Bei der Suche direkt helfen wir als Arbeitgeberverband nicht. Wir sind auf Ausbildungsmessen vertreten, um dort für die Branche zu werben. Mit dabei sind auch Betriebsinhaber, die manchmal ihre Auszubildenden mitbringen. Die Ansprache vom Auszubildenden zum Schüler ist da natürlich eine ganz andere. Zudem hat unser Bundesverband eine Ausbildungsseite, die ausführlich über alle Ausbildungsberufe informiert. (dehoga-ausbildung.de)
Mit Karriere-Werkstatt e. V. bieten Sie als Hamburger Verband dennoch eine Plattform zur Orientierung. Hier geben Sie mit dem Siegel „Top-Ausbildungsbetriebe“ auch Hinweise auf gute Ausbildungsplätze. Wer bewertet das?
Das Siegel gilt bundesweit und wird nach den Bewertungen der Auszubildenden vergeben. Ursprünglich wurde das Siegel vom Berliner Verband entwickelt und dann vom DEHOGA Bundesverband weiterentwickelt.
Wie viele Ausbildungsbetriebe in Hamburg tragen das Siegel?
Die Ausbildungsbetriebe müssen sich aktiv bei den Verfahren anmelden und sich dann der Bewertung stellen. Bisher wird das Angebot jedoch nur mäßig angenommen, meist auch nur von größeren Betrieben. In Hamburg sind etwa 30 Betriebe mit dem Siegel ausgezeichnet.
Woran erkennt man auch ohne Siegel einen guten Ausbildungsbetrieb?
Da kann man nur schwer direkte Kriterien benennen. Ausbildung ist etwas zum Teil sehr Subjektives, jeder hat da unterschiedliche Vorstellungen. Wenn ein Betrieb kein Siegel hat, spricht das nicht gegen ihn. Es lohnt sich, vorher einen Blick in den Betrieb zu werfen, etwa mit einem Praktikum. So hat man schon eine Vorstellung davon, wie es dort läuft – das verhindert auch, dass man im Zweifel abbricht oder einen neuen Betrieb suchen muss.
Passiert das denn häufig?
Ob jemand wechselt oder abbricht, wird in der Statistik nicht differenziert. Aber es kommt tatsächlich häufiger vor, als man denkt. Das liegt daran, dass die Erwartungen der jungen Menschen andere sind. Es ist ja schon auch herausfordernd in der Gastronomie zu arbeiten. An die Arbeitszeiten und die körperliche Arbeit, muss man sich als junger Mensch erst mal gewöhnen.

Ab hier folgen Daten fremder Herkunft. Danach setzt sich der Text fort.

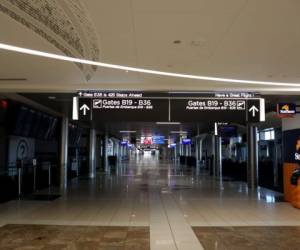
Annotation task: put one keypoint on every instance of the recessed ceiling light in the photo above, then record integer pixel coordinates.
(168, 123)
(142, 70)
(178, 132)
(177, 42)
(127, 131)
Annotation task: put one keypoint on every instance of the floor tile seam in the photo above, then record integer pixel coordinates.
(176, 204)
(155, 196)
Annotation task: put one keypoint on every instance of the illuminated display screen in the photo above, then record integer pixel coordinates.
(158, 139)
(146, 140)
(186, 141)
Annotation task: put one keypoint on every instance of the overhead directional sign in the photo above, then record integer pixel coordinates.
(111, 106)
(208, 109)
(163, 107)
(85, 109)
(255, 110)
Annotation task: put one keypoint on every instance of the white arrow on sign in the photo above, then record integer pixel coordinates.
(85, 108)
(253, 109)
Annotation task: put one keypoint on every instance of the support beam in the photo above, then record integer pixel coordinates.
(64, 152)
(92, 157)
(252, 160)
(218, 156)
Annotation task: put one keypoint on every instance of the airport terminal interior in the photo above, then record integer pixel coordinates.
(159, 125)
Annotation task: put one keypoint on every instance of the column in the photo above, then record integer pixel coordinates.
(218, 156)
(252, 159)
(92, 152)
(106, 154)
(64, 152)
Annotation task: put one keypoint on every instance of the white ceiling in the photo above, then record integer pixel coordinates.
(244, 39)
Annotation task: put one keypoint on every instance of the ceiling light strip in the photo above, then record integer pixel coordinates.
(139, 70)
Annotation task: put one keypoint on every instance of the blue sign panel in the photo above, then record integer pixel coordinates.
(158, 140)
(186, 141)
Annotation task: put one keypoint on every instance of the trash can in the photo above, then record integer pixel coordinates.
(295, 181)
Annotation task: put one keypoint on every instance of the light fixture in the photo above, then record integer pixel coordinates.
(140, 70)
(168, 123)
(178, 132)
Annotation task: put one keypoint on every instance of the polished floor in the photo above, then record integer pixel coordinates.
(38, 237)
(165, 197)
(249, 238)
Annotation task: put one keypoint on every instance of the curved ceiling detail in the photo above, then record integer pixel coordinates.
(65, 24)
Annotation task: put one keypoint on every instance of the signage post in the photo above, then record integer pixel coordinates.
(169, 107)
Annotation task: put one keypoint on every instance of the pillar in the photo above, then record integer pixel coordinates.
(106, 154)
(92, 154)
(64, 152)
(252, 159)
(218, 156)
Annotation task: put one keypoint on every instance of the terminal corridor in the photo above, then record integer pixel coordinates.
(169, 201)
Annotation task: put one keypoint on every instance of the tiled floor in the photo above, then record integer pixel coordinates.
(249, 238)
(42, 237)
(163, 196)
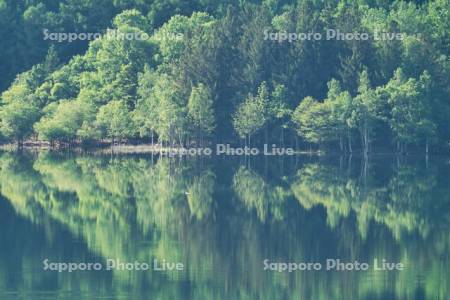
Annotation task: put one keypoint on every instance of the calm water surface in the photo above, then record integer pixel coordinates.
(222, 218)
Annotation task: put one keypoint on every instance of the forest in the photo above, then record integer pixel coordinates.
(206, 72)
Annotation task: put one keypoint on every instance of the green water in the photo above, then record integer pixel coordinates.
(221, 218)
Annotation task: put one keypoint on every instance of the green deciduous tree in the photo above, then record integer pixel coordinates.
(201, 111)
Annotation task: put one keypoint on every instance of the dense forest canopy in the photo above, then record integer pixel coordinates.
(211, 70)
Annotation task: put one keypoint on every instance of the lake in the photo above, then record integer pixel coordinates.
(238, 228)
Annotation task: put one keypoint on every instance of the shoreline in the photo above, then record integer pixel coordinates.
(156, 149)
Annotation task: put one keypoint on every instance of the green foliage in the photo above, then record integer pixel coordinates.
(17, 119)
(200, 109)
(187, 60)
(252, 114)
(115, 120)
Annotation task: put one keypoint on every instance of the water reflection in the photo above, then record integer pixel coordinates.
(221, 219)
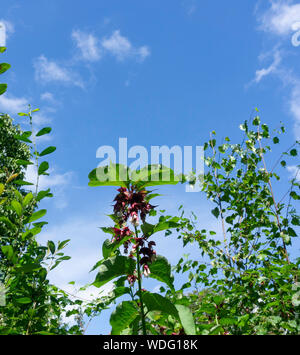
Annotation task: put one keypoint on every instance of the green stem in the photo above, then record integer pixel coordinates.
(140, 286)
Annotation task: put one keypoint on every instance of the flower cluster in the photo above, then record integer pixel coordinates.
(131, 203)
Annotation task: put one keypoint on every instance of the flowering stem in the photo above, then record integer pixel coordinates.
(140, 286)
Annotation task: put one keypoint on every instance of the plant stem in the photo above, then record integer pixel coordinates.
(140, 286)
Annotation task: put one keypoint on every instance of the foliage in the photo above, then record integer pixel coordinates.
(252, 282)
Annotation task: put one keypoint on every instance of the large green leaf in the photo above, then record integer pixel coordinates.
(155, 174)
(45, 130)
(112, 268)
(46, 151)
(111, 175)
(17, 207)
(124, 314)
(186, 319)
(3, 88)
(37, 215)
(44, 166)
(4, 67)
(24, 300)
(160, 270)
(156, 302)
(109, 247)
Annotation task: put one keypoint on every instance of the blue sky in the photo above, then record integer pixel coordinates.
(157, 72)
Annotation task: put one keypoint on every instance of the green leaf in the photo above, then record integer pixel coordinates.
(23, 183)
(110, 175)
(8, 222)
(108, 247)
(62, 244)
(3, 88)
(8, 251)
(24, 300)
(42, 194)
(186, 319)
(45, 130)
(156, 302)
(124, 314)
(37, 215)
(155, 174)
(28, 268)
(27, 199)
(160, 269)
(4, 67)
(216, 212)
(48, 150)
(44, 166)
(24, 162)
(112, 268)
(17, 207)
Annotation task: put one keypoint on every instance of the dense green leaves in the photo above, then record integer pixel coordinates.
(124, 314)
(186, 319)
(112, 268)
(160, 270)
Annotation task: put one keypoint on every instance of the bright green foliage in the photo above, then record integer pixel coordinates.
(249, 283)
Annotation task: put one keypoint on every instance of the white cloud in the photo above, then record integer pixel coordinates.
(57, 182)
(294, 104)
(13, 105)
(122, 48)
(50, 71)
(47, 96)
(280, 18)
(88, 45)
(294, 172)
(45, 181)
(6, 28)
(259, 74)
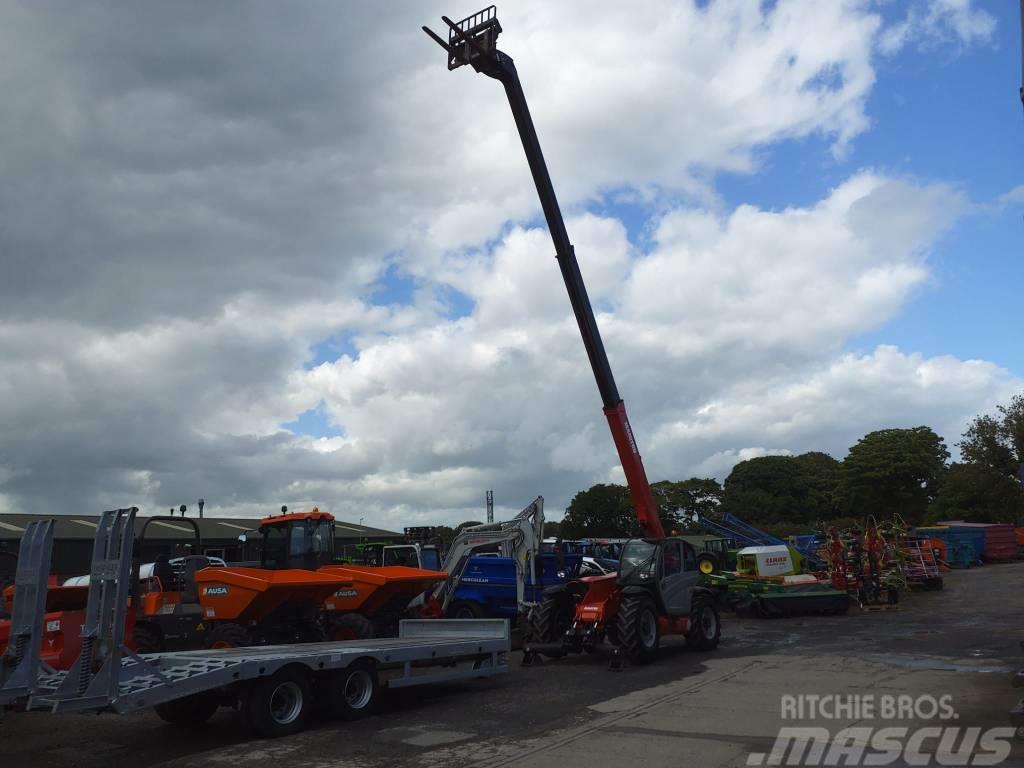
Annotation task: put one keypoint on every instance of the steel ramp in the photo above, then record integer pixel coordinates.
(93, 681)
(19, 662)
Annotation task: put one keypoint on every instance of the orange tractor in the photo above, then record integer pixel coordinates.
(296, 594)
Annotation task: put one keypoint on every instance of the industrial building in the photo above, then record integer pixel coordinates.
(74, 536)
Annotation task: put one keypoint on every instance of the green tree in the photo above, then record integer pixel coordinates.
(679, 503)
(782, 489)
(996, 441)
(977, 493)
(893, 471)
(603, 510)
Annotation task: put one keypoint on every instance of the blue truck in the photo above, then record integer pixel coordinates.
(487, 587)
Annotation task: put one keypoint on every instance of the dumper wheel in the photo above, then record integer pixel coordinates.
(147, 639)
(279, 705)
(637, 629)
(353, 691)
(189, 711)
(550, 620)
(351, 627)
(706, 626)
(227, 636)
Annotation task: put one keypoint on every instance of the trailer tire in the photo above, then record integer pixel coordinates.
(637, 629)
(227, 635)
(353, 691)
(351, 627)
(279, 705)
(189, 711)
(146, 638)
(707, 563)
(465, 609)
(706, 626)
(550, 620)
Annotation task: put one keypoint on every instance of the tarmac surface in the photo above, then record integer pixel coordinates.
(702, 710)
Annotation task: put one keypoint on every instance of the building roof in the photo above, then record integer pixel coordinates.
(211, 528)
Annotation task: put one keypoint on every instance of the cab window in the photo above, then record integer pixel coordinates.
(672, 559)
(689, 557)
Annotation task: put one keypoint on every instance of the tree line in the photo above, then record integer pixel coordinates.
(887, 472)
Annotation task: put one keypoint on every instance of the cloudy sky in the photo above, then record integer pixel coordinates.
(274, 253)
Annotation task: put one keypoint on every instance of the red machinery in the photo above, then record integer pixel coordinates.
(654, 592)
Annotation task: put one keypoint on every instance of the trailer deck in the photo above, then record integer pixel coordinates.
(274, 686)
(425, 651)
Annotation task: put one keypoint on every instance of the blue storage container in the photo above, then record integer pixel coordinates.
(964, 546)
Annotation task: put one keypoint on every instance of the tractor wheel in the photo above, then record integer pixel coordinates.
(707, 563)
(227, 636)
(353, 691)
(465, 609)
(550, 620)
(147, 639)
(187, 712)
(637, 629)
(351, 627)
(280, 705)
(706, 626)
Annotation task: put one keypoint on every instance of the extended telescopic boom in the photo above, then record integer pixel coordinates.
(473, 41)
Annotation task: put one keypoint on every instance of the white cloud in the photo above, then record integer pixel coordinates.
(195, 197)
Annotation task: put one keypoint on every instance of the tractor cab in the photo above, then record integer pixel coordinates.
(667, 568)
(301, 540)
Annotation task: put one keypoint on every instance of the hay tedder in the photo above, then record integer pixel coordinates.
(877, 561)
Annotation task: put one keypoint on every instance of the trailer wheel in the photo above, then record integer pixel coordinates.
(637, 629)
(351, 627)
(353, 691)
(465, 609)
(280, 705)
(227, 636)
(707, 563)
(189, 711)
(147, 639)
(706, 626)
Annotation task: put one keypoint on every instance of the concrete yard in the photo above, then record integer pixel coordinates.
(687, 709)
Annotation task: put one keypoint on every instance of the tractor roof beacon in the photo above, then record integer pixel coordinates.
(655, 592)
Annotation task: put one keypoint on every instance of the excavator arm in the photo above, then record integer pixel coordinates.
(519, 539)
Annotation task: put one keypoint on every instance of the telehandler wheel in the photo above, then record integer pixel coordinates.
(353, 691)
(227, 636)
(707, 563)
(465, 609)
(550, 620)
(351, 627)
(637, 629)
(706, 626)
(147, 639)
(280, 705)
(187, 712)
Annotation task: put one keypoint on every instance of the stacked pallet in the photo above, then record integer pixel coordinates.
(999, 540)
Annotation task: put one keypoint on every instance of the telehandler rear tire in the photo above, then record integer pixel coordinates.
(637, 629)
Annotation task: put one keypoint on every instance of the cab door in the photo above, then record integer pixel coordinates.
(673, 592)
(679, 576)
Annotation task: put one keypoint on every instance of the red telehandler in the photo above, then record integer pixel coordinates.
(655, 591)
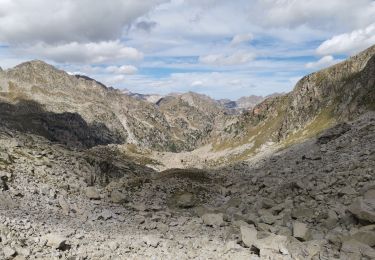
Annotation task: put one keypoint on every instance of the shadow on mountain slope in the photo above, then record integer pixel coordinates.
(66, 128)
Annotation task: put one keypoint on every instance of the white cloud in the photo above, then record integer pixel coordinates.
(124, 69)
(67, 21)
(322, 14)
(83, 52)
(349, 43)
(197, 83)
(237, 58)
(215, 84)
(323, 62)
(241, 38)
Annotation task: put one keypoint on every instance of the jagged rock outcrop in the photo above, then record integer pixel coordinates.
(128, 120)
(318, 101)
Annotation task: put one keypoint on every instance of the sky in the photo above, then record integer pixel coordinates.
(221, 48)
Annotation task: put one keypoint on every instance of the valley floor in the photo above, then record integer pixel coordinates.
(315, 200)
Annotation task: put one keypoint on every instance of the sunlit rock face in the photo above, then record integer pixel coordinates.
(292, 178)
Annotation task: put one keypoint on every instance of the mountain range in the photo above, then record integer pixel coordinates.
(92, 172)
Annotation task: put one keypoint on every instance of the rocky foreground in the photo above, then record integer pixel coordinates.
(315, 200)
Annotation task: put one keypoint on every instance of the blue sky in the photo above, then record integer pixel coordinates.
(225, 49)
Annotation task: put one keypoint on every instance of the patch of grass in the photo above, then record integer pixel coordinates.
(324, 120)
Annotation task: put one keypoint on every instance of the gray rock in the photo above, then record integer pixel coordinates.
(301, 231)
(248, 235)
(92, 193)
(365, 235)
(55, 241)
(64, 205)
(363, 209)
(118, 197)
(9, 252)
(185, 200)
(211, 219)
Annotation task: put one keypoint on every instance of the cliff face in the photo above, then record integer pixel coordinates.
(338, 93)
(181, 124)
(184, 122)
(318, 101)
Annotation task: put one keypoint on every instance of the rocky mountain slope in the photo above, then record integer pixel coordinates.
(314, 200)
(296, 181)
(122, 119)
(318, 101)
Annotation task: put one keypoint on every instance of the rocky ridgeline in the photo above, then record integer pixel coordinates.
(123, 118)
(68, 190)
(314, 200)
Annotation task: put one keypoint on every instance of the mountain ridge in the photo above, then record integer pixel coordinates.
(185, 122)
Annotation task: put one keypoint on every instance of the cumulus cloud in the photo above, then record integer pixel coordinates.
(349, 43)
(68, 20)
(125, 69)
(145, 25)
(323, 62)
(241, 38)
(83, 52)
(237, 58)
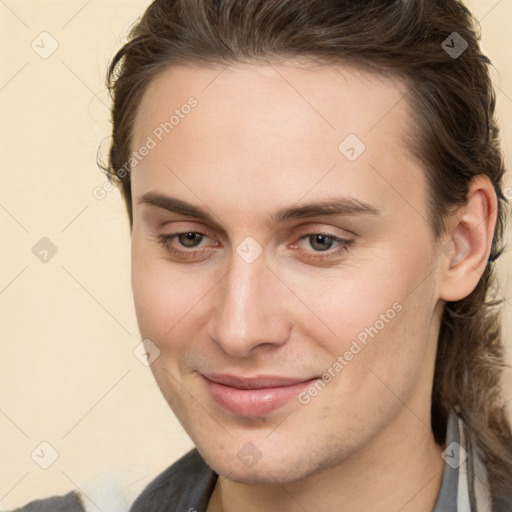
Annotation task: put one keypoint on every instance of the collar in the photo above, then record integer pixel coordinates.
(464, 486)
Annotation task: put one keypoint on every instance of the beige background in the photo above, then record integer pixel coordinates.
(69, 377)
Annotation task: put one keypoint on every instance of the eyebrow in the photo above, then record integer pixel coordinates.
(333, 207)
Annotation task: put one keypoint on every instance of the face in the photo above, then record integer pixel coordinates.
(282, 263)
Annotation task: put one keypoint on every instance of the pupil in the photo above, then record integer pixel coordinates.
(322, 239)
(190, 238)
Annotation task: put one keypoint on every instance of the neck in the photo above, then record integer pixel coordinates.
(400, 469)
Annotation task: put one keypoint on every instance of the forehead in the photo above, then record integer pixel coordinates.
(256, 129)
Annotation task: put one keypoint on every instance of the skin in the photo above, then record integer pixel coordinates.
(265, 137)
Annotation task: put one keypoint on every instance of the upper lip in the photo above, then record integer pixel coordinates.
(265, 381)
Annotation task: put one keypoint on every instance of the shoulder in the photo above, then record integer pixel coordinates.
(70, 502)
(186, 484)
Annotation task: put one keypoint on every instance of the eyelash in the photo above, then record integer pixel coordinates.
(344, 244)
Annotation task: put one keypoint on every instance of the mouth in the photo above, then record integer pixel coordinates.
(256, 396)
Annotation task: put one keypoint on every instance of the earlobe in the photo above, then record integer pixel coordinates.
(467, 249)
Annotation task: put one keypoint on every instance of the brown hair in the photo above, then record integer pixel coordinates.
(457, 139)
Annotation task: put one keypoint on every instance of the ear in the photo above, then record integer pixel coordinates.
(468, 243)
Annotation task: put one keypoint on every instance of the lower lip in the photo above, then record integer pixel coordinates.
(252, 403)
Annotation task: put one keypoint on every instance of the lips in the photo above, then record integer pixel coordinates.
(253, 396)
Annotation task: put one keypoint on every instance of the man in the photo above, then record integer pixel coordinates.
(314, 195)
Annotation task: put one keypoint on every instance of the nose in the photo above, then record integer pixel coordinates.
(249, 310)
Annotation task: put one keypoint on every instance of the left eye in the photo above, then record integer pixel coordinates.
(321, 242)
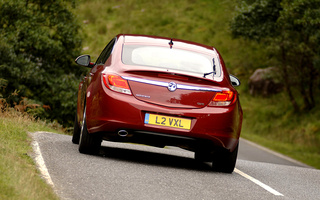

Zum 1. August 2022 trat die Neuordnung der Hotel- und Gastroberufe in Kraft. Sie soll sich dem „differenzierter, anspruchsvoller und digitaler gewordenen Arbeitsumfeld“ anpassen. Wie oft werden solche Änderungen vorgenommen?
Die letzte Verordnung ist 1998 in Kraft getreten. In den 24 Jahren ist natürlich viel passiert, die Branche entwickelt sich immer weiter. Einen Biersommelier gab es 1998 zum Beispiel noch nicht. Aber das Verordnungsverfahren, das über das Bundesbildungsinstitut läuft, ist sehr mühsam und kann bis zu zehn Jahre dauern. Bis dahin kann sich wieder einiges verändert haben.
In der Gastronomie und Hotellerie ist Personalmangel ein großes Problem. Gibt es genügend Nachwuchs?
Der Ausbildungsmarkt hat sich wieder etwas verbessert. Ich habe von einigen Betrieben gehört, dass die Nachfrage nach einem Ausbildungsplatz zugenommen hat. Trotzdem ist es noch mühsam. Das ist auch kein branchenspezifisches Phänomen, denn auch etwa im Handwerk fehlt es an Personal. Alle suchen und jeder fragt sich, wo die Leute geblieben sind.
… und wo sind sie geblieben?
Leider weiß darauf keiner die Antwort. Jede Branche fragt sich das. Wir hören teilweise, dass Menschen in ihr Heimatland zurückgegangen sind, andere arbeiten zum Beispiel beim DHL oder bis vor Kurzem in Testzentren.